C’è un’ingiustizia di fondo – dice Marcello Veneziani al Candido – Comportamenti che sarebbero ritenuti imperdonabili alla destra, e che invece la sinistra si permette abbastanza allegramente. Penso alla censura nei confronti di Corradino Mineo da parte di Matteo Renzi e Maria Elena Boschi, o a quella nei confronti dei cosiddetti dissidenti da parte di Beppe Grillo. Così come è possibile rimuovere un prefetto che dice cose di destra, magari con un linguaggio criticabile, ma non si è mai rimosso un magistrato di sinistra, e non mancano casi in cui abbiano detto cose di sinistra con linguaggi altrettanto criticabili.

La sinistra, in Italia, in questo momento storico, sembra più attiva della destra, o di quello che ne resta.
Sì, anche Grillo, che sembrava appropriarsi di un linguaggio di destra, infine è scivolato verso Berlinguer. La destra è stata vista negli ultimi decenni come subalterna a Berlusconi, e non come una forza politica in grado di governare autonomamente. Le responsabilità sono note, ma non mi va di infierire su Fini.

Cosa vedi per il futuro?
Per adesso il grado zero. Mi auguro che scompaia Berlusconi dalla scena politica, questo per cominciare. Poi dovrebbero emergere forze nuove, giovani, che però ancora non scorgo da nessuna parte.

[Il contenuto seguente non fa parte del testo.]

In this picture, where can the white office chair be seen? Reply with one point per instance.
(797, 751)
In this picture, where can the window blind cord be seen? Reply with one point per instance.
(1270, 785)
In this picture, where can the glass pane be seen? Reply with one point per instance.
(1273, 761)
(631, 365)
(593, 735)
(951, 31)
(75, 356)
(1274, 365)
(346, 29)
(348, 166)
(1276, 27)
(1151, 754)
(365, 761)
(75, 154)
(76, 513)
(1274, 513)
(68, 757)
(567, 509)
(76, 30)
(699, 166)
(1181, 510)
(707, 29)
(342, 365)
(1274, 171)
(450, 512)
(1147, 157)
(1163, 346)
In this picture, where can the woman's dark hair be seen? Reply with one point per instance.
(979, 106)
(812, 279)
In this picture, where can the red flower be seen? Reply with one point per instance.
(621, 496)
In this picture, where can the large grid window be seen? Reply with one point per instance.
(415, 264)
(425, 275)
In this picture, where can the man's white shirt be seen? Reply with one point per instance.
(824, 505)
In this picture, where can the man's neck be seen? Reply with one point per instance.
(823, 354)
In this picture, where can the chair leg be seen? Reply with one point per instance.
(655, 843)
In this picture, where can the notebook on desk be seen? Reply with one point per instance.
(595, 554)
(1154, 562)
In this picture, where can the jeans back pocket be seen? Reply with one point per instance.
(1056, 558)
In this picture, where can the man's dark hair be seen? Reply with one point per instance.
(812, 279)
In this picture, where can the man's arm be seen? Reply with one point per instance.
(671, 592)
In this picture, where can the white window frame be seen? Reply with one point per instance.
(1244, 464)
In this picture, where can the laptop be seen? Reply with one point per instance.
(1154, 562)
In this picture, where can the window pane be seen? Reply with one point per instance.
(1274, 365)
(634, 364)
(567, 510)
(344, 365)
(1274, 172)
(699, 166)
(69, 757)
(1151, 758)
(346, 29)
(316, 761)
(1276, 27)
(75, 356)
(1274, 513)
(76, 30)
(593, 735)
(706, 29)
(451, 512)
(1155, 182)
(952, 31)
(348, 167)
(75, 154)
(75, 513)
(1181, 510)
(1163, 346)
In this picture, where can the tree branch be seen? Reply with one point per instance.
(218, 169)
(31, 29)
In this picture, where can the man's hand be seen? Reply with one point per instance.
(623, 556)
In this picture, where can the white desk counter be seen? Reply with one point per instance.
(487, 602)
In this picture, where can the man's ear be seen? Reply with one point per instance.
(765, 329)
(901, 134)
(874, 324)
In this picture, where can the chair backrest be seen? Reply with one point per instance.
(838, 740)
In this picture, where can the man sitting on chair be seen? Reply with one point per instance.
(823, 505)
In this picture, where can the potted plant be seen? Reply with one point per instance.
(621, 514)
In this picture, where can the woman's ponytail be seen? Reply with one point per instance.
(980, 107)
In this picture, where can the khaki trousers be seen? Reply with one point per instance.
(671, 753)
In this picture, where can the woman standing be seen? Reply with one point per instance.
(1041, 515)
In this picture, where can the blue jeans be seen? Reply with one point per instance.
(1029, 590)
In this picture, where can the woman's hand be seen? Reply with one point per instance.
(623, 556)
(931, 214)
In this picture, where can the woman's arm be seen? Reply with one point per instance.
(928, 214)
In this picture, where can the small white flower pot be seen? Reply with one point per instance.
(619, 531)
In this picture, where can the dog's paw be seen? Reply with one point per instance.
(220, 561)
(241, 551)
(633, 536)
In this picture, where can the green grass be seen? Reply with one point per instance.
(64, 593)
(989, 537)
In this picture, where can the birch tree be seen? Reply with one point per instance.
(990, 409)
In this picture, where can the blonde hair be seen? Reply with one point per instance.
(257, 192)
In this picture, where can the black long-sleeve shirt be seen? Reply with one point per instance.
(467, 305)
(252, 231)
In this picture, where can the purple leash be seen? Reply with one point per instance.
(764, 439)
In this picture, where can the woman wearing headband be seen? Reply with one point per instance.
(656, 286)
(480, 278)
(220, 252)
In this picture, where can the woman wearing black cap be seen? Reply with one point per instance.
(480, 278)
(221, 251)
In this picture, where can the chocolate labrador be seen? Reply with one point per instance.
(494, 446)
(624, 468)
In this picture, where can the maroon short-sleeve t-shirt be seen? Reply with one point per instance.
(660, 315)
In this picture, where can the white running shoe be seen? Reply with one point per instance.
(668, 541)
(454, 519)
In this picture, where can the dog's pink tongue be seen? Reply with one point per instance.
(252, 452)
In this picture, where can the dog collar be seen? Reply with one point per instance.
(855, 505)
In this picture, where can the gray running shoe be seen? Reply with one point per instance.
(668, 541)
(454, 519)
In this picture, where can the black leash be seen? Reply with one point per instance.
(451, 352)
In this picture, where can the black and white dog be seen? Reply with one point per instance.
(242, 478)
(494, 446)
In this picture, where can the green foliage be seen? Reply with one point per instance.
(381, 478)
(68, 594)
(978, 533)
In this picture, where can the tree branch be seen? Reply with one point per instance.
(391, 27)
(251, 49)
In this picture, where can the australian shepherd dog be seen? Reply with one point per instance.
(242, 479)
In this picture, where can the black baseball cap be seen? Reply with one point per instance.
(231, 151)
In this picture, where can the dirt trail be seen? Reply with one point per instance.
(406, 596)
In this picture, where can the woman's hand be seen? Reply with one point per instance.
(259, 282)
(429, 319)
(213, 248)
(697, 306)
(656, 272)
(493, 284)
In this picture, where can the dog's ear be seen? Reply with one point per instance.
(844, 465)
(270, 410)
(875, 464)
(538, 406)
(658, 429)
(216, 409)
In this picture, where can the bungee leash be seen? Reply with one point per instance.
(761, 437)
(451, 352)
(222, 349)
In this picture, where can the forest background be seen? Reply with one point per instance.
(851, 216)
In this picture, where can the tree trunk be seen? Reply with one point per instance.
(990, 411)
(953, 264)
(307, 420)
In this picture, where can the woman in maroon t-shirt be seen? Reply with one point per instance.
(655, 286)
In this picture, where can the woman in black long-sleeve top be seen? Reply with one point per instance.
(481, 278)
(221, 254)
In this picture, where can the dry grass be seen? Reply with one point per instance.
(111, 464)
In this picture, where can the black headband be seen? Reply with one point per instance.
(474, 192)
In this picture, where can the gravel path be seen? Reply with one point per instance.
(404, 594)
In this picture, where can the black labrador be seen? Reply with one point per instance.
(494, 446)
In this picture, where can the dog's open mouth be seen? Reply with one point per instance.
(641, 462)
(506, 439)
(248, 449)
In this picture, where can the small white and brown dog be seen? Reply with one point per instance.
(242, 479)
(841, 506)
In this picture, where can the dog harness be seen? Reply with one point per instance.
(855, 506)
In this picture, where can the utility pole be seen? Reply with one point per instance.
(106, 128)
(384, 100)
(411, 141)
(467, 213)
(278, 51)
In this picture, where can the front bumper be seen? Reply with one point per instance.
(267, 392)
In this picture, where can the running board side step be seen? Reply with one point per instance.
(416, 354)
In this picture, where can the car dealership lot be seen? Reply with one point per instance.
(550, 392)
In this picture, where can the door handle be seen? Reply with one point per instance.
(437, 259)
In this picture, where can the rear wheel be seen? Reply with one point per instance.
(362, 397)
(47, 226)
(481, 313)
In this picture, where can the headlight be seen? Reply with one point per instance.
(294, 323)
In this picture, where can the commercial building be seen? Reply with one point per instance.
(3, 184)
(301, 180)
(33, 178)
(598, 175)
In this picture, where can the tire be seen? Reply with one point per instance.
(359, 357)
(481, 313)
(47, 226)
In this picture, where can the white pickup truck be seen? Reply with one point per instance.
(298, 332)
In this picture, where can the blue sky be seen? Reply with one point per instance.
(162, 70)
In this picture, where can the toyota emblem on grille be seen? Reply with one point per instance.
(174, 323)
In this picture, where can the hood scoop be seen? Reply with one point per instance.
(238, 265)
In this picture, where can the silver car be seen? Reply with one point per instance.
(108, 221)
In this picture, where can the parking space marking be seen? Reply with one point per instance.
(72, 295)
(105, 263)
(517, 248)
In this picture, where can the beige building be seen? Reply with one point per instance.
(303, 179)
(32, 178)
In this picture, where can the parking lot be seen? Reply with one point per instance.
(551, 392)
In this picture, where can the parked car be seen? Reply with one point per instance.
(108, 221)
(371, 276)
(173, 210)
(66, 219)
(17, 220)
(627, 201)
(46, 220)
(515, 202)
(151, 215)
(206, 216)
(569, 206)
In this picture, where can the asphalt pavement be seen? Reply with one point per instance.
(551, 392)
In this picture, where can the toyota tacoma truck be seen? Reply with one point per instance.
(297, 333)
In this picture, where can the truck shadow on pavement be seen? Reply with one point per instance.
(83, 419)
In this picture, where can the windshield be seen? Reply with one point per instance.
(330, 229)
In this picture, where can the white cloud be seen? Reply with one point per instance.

Nessuno di quelli attualmente in campo?
Giorgia Meloni è brava, ma come ho già detto e scritto sembra Titti di Gatto Silvestro in confronto ad altri che al suo cospetto sembrano giganti senza neanche esserlo è carina, sa andare in televisione, ma non la vedo come il futuro della destra.

Buttafuoco, proprio dalle pagine del  Candido, lancia Matteo Salvini come speranza per il futuro.
Sarà che sono terrone, ma a me Salvini sembra sempre quella roba là, la Padania, mentre io sono nazionalista. Per carità, è bravo, ma non lo vedo in grado di rifondare una destra che abbia carattere nazionale. Salvini è sempre una destra che affonda le radici nel Nord.

Ricordiamo che Marcello Veneziani sarà dal 24 giugno in libreria con il saggio, edito da Mondadori, Ritorno al Sud, dove il tratto d’unione si trova nella frase: se il nord guida il mondo, il sud lo sorregge. E parlando con Veneziani non si può non accennare all’annosa questione del rapporto tra la destra e i suoi intellettuali. Negli ultimi anni non mi pare che la politica di destra abbia particolarmente protetto i suoi intellettuali, cosa che invece la sinistra regolarmente fa.
Per carità! Dire che non lo ha fatto negli ultimi anni mi sembra addirittura eccessivamente generoso, non lo ha fatto mai. Berlusconi continua a fare l’editore illuminato, pubblicando tutti con le sue case editrici, ma è impensabile che l’altra parte si comporti alla stessa maniera, anzi, la sinistra fa un punto d’onore della protezione e della divulgazione dei propri intellettuali. La stessa cosa, fosse fatta a destra, procurerebbe scandalo.